Serata di grande partecipazione per l'esordio della neopresidente Alessandra che presenta il suo programma chiedendo la collaborazione di tutti: si considera una "prima inter pares" e umilmente dice che non ha studiato; un lungo e caloroso applauso Le conferma la stima e l'amicizia di tutti i presenti al primo tocco di campana.
Esauriti i riti rotariani con una sorpresa di Pietro al saluto alle bandiere con una edizione degli inni da riservare per le grandi occasioni e lanciata la sfida a chi trova l'omaggio rotariano più kitsch (si fa per dire) mostra la sua ultima preda, un utile telo da spiaggia ricevuto dal R.C. Forte dei Marmi.

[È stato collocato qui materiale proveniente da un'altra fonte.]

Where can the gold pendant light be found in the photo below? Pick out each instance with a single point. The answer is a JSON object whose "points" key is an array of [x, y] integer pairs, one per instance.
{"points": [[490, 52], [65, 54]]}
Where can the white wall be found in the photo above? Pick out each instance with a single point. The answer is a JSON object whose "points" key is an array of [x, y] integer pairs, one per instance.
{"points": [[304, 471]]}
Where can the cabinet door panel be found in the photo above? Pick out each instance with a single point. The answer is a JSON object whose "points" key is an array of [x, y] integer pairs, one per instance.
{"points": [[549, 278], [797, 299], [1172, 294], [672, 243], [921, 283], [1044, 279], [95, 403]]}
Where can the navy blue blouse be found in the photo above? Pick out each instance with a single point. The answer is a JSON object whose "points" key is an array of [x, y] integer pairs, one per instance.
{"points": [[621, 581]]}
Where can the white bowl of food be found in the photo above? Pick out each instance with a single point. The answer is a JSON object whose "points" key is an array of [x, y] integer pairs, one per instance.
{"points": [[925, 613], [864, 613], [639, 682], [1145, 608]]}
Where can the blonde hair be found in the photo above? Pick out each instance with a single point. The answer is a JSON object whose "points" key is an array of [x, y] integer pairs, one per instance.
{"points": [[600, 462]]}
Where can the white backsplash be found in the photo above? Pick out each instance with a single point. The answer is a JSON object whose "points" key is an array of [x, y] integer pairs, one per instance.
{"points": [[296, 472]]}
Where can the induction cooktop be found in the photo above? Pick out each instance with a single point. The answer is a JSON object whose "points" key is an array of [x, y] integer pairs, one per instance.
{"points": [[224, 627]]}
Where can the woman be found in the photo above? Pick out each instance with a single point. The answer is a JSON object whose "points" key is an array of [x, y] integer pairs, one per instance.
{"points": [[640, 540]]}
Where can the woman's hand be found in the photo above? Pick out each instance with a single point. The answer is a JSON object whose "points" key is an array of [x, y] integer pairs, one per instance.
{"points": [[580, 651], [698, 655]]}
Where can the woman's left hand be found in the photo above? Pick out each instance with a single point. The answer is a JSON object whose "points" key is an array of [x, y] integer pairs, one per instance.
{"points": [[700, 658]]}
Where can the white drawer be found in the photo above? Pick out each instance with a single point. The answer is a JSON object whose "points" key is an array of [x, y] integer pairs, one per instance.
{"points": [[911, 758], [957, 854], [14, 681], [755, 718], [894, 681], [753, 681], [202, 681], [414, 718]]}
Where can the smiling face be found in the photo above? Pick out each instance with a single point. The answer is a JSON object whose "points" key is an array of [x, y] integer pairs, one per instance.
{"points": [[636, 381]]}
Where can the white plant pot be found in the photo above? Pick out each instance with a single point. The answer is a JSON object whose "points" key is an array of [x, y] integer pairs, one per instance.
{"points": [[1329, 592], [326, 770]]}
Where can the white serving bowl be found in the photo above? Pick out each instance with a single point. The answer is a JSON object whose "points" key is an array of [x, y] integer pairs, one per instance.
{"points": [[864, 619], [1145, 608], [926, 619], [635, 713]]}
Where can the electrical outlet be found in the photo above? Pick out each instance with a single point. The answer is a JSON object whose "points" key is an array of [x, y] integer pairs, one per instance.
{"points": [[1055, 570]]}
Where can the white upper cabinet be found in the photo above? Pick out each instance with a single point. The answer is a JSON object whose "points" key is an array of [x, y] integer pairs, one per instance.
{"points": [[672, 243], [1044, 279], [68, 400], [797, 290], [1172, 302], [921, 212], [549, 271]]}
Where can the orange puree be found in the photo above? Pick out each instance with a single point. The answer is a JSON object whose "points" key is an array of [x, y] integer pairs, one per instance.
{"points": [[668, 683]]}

Una buona idea per raccogliere fondi per i service e dimostrare l'orgoglio di essere rotariani.
Dopo l'ottima cena con portate a base di tonno Alessandra vuole prima di tutto ringraziare Maria Luisa Frosio (Maestra della cucina italiana) per l'abituale colta presentazione pubblicata sul menu ma soprattutto per l'attento lavoro di collaborazione con il prefetto Pietro e lo chef del ristorante. Ai problemi segnalati da Maria Luisa per l'esaurirsi dei temi Alessandra suggerisce di proporre menù di cucine regionali (e di campanile): vedremo!
Ma veniamo alle cose serie: Alessandra inizia la presentazione del suo programma centrato sul suo ideale di Rotary: la ricerca del bene comune e illustra il motivo per cui ha voluto come motto l'allegoria e gli effetti del Buono Governo affrescati dal Lorenzetti nel Palazzo Pubblico di Siena.
Spiega il perché del "bene comune" e il perché il bene comune è alla base dei valori del Rotary e del suo programma di services individuati ed in valutazione; promuovere la pace, tutelare l'ambiente, proteggere madri e bambini, fornire acqua e strutture igienico sanitarie, sviluppare le economie locali, combattere le malattie, sostenere l'istruzione scorrendo le slides accompagnate da sue fotografie.
Tutte le slides vengono allegate al bollettino per una più precisa descrizione, ma sottolinea in particolare un ambizioso progetto in fase di definizione: il riutilizzo di protesi nei Paesi del terzo mondo o in Paesi in difficoltà per la guerra. Non c'è nulla di più triste del vedere bambini, giovani e adulti zoppicare con protesi artigianali. Anche se la legislazione europea e americana ne proibiscono il riuso, esistono organizzazioni che le smontano, le spediscono nei Paesi con cui sono in contatto e lì sul posto le assemblano adeguandole alle necessità.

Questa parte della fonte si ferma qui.